Her on yılda bir gerçekleştirdikleri darbelerle, Türkiye'nin değişim dinamiğini törpüleyen elitler, son birkaç yıldır, yargı önünde hesap veriyor. Darbeci geleneğin, "rejim", "düşmanlar", "hainler" gibi bir siyasal dil ile ürettikleri söylemler, bu söylemin oluşturduğu bürokratik oligarşi ve bunlara yaslanarak oluşan derin devlet aygıtı, Türkiye toplumunu hep bir muhasara altında tutmuştur. Kapalı toplum tarzını üreten ve süreklileştiren bu darbeci siyasal düzen, insanları, grupları, ideolojileri ve dinsel görüşleri dar bir cendere içinde tutmuştur. Bu nedenle toplum açılarak serpilememiş, üretkenliği körleşmiş, özgürlük talepleri bastırılmıştır.
AK Parti, ikinci dönem iktidarından sonra yeni Türkiye'nin demokrasi ve refah taleplerini siyasal düzenin içine taşıyarak darbecilerle yüzleşme cesaretini ortaya koymaktadır. Darbelerle yüzleşme süreci derinleştikçe, toplumsal barış ve siyasi istikrar da güçlenmektedir. 28 Şubat darbesine yönelik soruşturma süreci de bu bağlam içinde anlamlandırılmalıdır.

28 Şubat'ın karnesi
Bugünlerde süren operasyonların anlam dünyasını çözmek için bellekleri tazelemekte yarar var. 28 Şubat Darbesi, post-modern şartların medya, kültür ve akademik imkânlarından yararlanarak hareket ettiği için, önceki darbeler gibi şiddeti fiziksel anlamda kullanma ihtiyacını duymamıştır. Bu nedenle sadece tankların yürütülmesiyle yetinilmiştir. Öte yandan büyük bir medya ordusu, akademisyenler çevresi, yargı mensupları bu darbeci girişimin yanında yer alarak onu desteklemek zorunda ya da gönüllülüğünde olmuştur. Son darbe, yine hükümeti zorla yerinden etmiş, başbakanın istifa etmesi için baskı kurmuş ve yerine demokratik usullere uygun yeni başbakan olarak Çiller'in atanmaması için her çeşit şantaj ve baskı yoluna başvurmuştur.
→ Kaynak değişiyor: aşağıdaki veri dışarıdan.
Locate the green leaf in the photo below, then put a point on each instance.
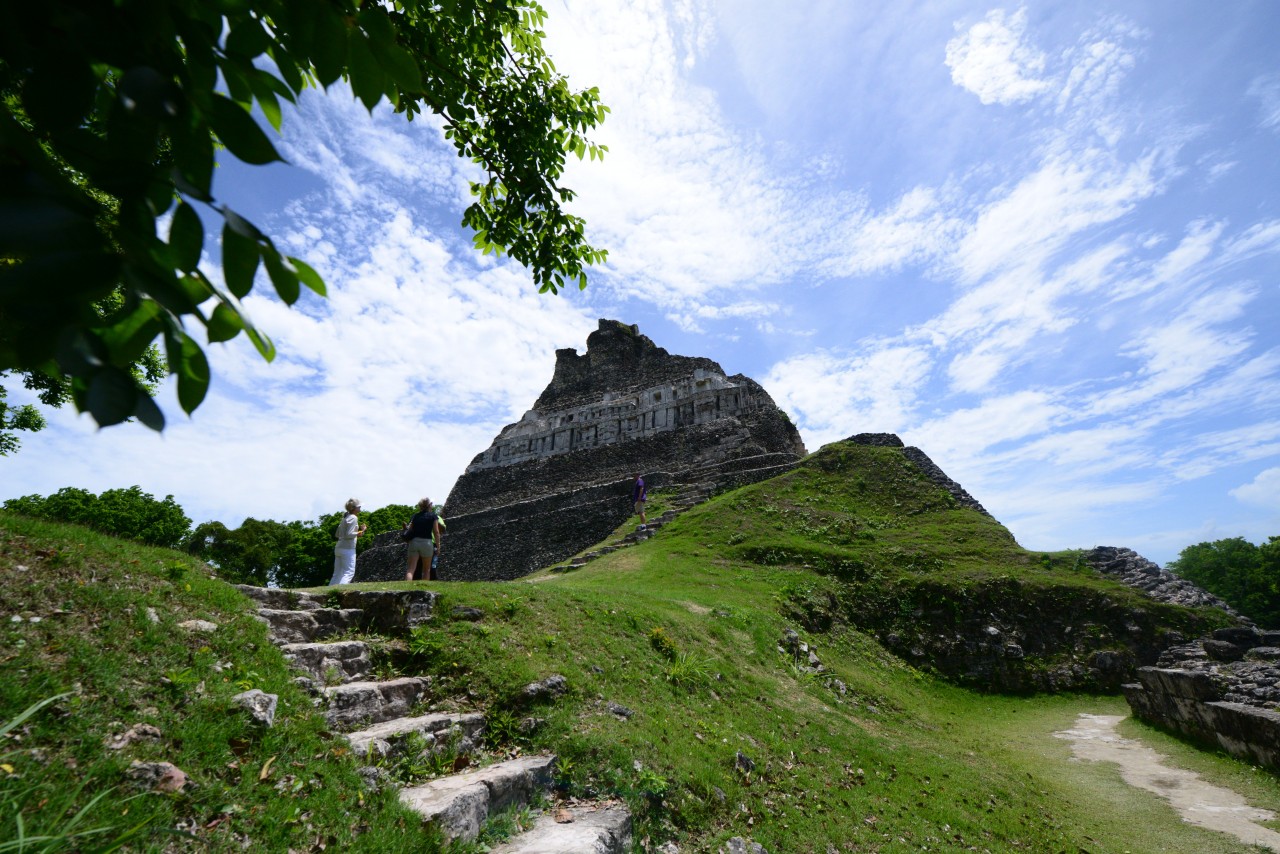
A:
(309, 277)
(283, 275)
(187, 360)
(240, 132)
(261, 342)
(240, 261)
(397, 62)
(242, 225)
(149, 412)
(288, 69)
(186, 237)
(368, 78)
(193, 164)
(247, 39)
(126, 338)
(112, 396)
(224, 324)
(266, 100)
(329, 50)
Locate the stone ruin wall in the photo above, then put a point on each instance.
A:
(560, 479)
(702, 398)
(924, 464)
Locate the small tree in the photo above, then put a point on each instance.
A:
(1244, 575)
(129, 514)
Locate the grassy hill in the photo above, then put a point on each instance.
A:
(686, 697)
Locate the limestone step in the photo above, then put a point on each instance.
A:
(359, 703)
(341, 661)
(282, 598)
(575, 830)
(388, 736)
(306, 626)
(391, 612)
(458, 804)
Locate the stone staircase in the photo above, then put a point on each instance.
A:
(376, 717)
(689, 496)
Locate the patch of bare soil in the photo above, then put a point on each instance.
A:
(1095, 739)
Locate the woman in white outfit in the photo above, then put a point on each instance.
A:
(344, 549)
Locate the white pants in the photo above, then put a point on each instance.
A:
(343, 566)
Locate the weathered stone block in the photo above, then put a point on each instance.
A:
(1178, 683)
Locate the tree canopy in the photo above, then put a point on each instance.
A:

Batı Çalışma Grubu kurularak, toplumsal kurumları, kesimleri ve çevreleri fişleme yoluna gidilmiştir. Binlerce akademisyen, bürokrat, iş adamı, öğrenci vs. tehdit olarak algılanarak fişlenmiştir. Toplum kriminalize bir algı dünyası içine yerleştirilerek, darbeciler açısından üzerinde savaş yapılabilecek bir nesneye çevrilmiştir. Başka bir ifadeyle, insanlar, meslekler, ideolojiler, fikirler, mezhepler, inanışlar vs. "tehlikeli" olarak damgalanarak dışlanma, tutuklanma, gözdağı verme vs. operasyonlarına açık hale getirilmiştir.
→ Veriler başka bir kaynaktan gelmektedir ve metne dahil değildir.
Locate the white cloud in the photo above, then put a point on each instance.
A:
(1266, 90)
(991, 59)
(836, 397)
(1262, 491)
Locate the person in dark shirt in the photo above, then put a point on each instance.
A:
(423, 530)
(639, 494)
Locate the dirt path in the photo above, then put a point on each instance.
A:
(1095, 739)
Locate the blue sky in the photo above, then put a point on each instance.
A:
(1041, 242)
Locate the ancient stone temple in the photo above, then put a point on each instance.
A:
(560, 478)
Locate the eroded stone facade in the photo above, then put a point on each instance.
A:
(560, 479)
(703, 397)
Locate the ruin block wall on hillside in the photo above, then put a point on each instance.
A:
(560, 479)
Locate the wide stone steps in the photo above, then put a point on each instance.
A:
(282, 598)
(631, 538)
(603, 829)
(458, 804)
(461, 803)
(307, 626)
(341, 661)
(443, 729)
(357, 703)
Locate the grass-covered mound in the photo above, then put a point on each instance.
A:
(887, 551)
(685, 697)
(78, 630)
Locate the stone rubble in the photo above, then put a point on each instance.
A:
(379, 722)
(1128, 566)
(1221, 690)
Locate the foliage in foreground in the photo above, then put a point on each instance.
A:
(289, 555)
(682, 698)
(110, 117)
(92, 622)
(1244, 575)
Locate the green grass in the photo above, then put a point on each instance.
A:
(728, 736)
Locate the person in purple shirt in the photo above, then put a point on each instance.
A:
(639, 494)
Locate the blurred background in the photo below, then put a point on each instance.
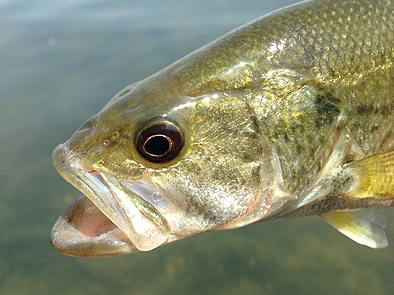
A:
(60, 62)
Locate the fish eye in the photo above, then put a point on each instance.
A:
(160, 140)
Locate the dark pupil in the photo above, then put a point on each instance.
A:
(160, 141)
(157, 145)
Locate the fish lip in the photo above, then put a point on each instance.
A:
(67, 238)
(98, 187)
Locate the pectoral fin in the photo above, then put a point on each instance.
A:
(375, 176)
(363, 227)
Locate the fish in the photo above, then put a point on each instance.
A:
(290, 115)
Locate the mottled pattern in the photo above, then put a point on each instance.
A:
(262, 109)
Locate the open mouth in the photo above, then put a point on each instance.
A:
(108, 219)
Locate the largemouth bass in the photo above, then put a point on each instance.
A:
(290, 115)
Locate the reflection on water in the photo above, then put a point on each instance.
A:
(61, 62)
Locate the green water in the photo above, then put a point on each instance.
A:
(61, 61)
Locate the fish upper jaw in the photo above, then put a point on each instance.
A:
(131, 223)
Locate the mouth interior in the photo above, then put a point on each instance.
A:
(94, 223)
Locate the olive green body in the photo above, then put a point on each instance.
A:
(273, 115)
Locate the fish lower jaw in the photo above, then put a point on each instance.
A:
(109, 208)
(84, 231)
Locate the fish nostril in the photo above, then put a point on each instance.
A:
(87, 129)
(84, 133)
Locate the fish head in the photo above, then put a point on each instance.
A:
(158, 164)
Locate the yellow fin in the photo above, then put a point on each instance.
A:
(375, 175)
(363, 227)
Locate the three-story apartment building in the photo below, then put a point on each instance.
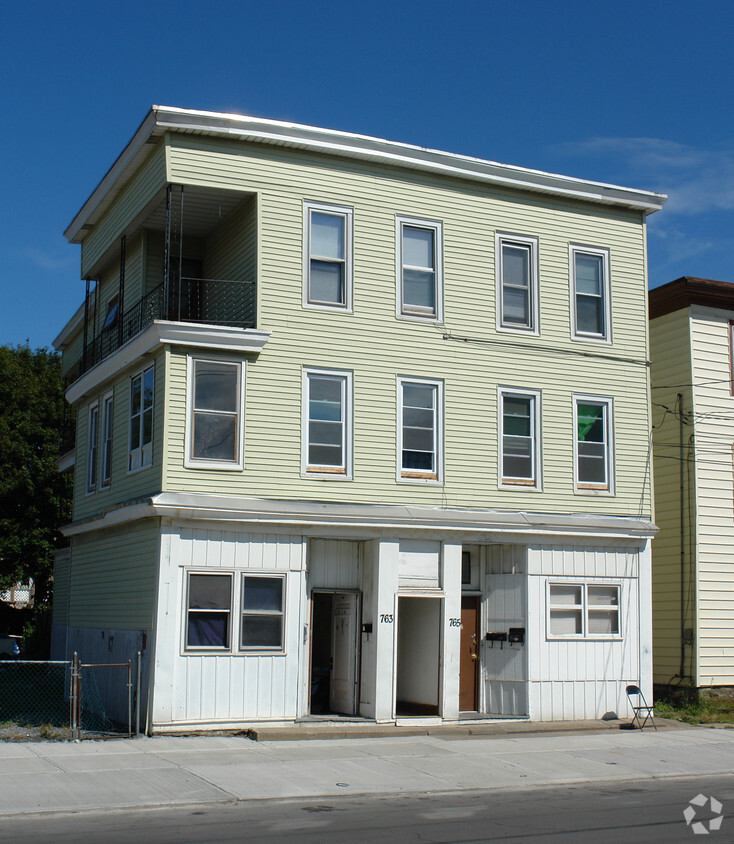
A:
(362, 430)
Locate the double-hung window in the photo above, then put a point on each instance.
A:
(92, 447)
(419, 268)
(327, 256)
(593, 446)
(141, 419)
(519, 438)
(590, 297)
(517, 282)
(213, 607)
(215, 414)
(107, 408)
(419, 429)
(327, 423)
(583, 610)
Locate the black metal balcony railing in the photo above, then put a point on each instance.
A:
(205, 300)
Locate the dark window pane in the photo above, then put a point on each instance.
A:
(209, 591)
(215, 436)
(216, 386)
(263, 593)
(208, 629)
(262, 631)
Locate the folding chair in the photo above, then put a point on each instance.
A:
(641, 709)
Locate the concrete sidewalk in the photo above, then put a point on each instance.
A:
(169, 771)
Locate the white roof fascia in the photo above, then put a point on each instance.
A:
(332, 141)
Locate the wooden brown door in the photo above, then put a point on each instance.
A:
(469, 660)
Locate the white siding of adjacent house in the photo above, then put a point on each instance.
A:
(714, 429)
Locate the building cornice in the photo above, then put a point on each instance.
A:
(371, 519)
(161, 333)
(162, 119)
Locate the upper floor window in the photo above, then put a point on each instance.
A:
(593, 443)
(328, 256)
(141, 419)
(419, 431)
(583, 610)
(419, 268)
(327, 422)
(92, 447)
(215, 424)
(590, 293)
(519, 438)
(107, 408)
(517, 282)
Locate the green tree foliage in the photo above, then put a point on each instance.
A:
(36, 428)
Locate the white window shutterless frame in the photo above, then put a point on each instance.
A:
(419, 268)
(519, 438)
(142, 388)
(420, 434)
(327, 258)
(591, 311)
(215, 419)
(593, 445)
(516, 267)
(327, 424)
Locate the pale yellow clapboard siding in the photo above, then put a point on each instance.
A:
(114, 574)
(132, 199)
(670, 372)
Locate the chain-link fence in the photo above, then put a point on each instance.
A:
(68, 699)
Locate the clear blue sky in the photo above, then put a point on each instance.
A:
(633, 93)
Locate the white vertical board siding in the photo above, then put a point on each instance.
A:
(334, 564)
(578, 678)
(225, 688)
(714, 472)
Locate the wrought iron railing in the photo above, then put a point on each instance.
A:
(214, 301)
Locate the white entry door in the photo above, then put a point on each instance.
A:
(342, 685)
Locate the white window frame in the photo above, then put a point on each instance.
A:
(411, 475)
(506, 482)
(585, 608)
(141, 457)
(586, 487)
(204, 649)
(93, 448)
(264, 649)
(414, 312)
(530, 243)
(347, 213)
(235, 613)
(599, 252)
(343, 472)
(108, 431)
(191, 462)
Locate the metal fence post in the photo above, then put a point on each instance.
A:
(137, 697)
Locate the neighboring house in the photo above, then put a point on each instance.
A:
(693, 445)
(358, 430)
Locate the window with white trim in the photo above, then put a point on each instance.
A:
(419, 268)
(517, 282)
(215, 425)
(327, 422)
(107, 418)
(262, 612)
(209, 611)
(141, 419)
(92, 446)
(583, 610)
(519, 419)
(419, 432)
(593, 447)
(328, 255)
(590, 297)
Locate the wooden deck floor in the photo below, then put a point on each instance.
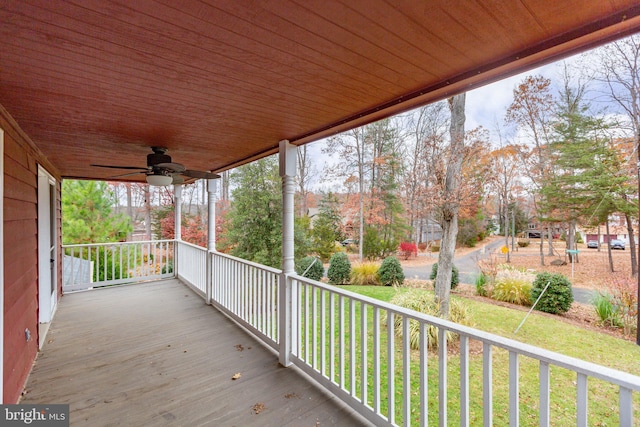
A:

28 Şubat darbesi dindarları hedef almıştır. İmam Hatipliler, başörtülüler, milli görüşlüler, nurcular, vs. gibi onlarca toplumsal kesim büyük bir baskı ve yıldırma kampanyası ile yüz yüze kalmıştır. Başörtüsü, hiçbir yasal gerekçesi yok iken yasaklanmış; İmam Hatip Liselerinin orta kısmı kapanmış, mezunlarının üniversiteye girişleri zorlaştırılmış; eşi başörtülü olan akademisyenler hem fişlenmiş hem de kariyerleri zedelenmiştir. Dindarlara yönelen bu baskı aygıtlarının dalgası gittikçe genişlemiştir. Hatta sadece oruç tutanlar ve başka bir dinsel görünürlük ve ibadet içinde olmayanlar bile üniversitelerde fişlenmiştir.
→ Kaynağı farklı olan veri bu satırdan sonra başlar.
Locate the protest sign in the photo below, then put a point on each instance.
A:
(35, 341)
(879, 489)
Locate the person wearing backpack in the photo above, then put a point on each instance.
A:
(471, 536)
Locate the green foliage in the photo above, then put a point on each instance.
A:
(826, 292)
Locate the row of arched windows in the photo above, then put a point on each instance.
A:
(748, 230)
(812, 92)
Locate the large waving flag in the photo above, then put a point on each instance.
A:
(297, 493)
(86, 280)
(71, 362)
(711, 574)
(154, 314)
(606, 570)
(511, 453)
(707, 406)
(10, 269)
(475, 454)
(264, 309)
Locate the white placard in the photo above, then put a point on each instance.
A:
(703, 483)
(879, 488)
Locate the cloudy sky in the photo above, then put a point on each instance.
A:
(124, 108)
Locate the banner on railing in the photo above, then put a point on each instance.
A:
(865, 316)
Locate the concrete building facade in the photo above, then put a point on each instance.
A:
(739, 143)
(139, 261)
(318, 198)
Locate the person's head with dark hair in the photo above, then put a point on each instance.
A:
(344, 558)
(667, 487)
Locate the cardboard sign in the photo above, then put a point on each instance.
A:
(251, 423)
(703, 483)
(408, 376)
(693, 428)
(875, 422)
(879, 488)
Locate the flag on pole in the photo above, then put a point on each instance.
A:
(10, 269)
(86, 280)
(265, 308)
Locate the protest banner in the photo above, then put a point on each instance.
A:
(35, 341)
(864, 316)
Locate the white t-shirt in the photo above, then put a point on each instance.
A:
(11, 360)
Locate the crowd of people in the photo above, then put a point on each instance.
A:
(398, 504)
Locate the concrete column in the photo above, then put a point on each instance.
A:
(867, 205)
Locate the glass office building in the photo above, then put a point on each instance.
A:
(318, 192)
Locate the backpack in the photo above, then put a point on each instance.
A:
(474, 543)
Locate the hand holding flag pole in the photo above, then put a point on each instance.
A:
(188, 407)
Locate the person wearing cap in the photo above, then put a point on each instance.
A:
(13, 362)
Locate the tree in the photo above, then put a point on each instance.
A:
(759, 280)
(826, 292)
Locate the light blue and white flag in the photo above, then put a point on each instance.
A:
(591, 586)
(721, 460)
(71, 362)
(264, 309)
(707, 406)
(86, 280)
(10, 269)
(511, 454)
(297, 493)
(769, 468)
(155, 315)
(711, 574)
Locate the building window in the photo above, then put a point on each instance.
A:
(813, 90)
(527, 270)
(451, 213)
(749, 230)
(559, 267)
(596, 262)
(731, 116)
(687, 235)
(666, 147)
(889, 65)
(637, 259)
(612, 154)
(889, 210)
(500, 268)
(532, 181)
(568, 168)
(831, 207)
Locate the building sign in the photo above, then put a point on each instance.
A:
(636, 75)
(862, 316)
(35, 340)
İki gün önce başlayan soruşturmalarla bu süreç yargıya intikal ettiriliyor. Darbeye ortam oluşturmaya yönelik faaliyetlerin yargılanmasından sonra, Türkiye, iki hafta önce başlayan 12 Eylül davası ve iki gün önce başlayan 28 Şubat soruşturmasıyla demokrasisini tahkim ediyor. Yeni Türkiye, cesaretli adımlarla geleceğe koşuyor. Baskı aygıtlarını üretenler ve bunlarla Türkiye insanlarını muhasara altına alanlar, mahkemelerde hesap vermekle, aslında millete hesap veriyorlar. Darbecilerle yüzleştikçe, toplumsal kalkınma ve özgürlük bir birini tetikleyen yapılar olarak yeni Türkiye'nin büyümesini sağlıyor. Yeni Türkiye'yi bloke eden yapılar, örgütler, çeteler ve kumpaslar bir bir yıkılıyor.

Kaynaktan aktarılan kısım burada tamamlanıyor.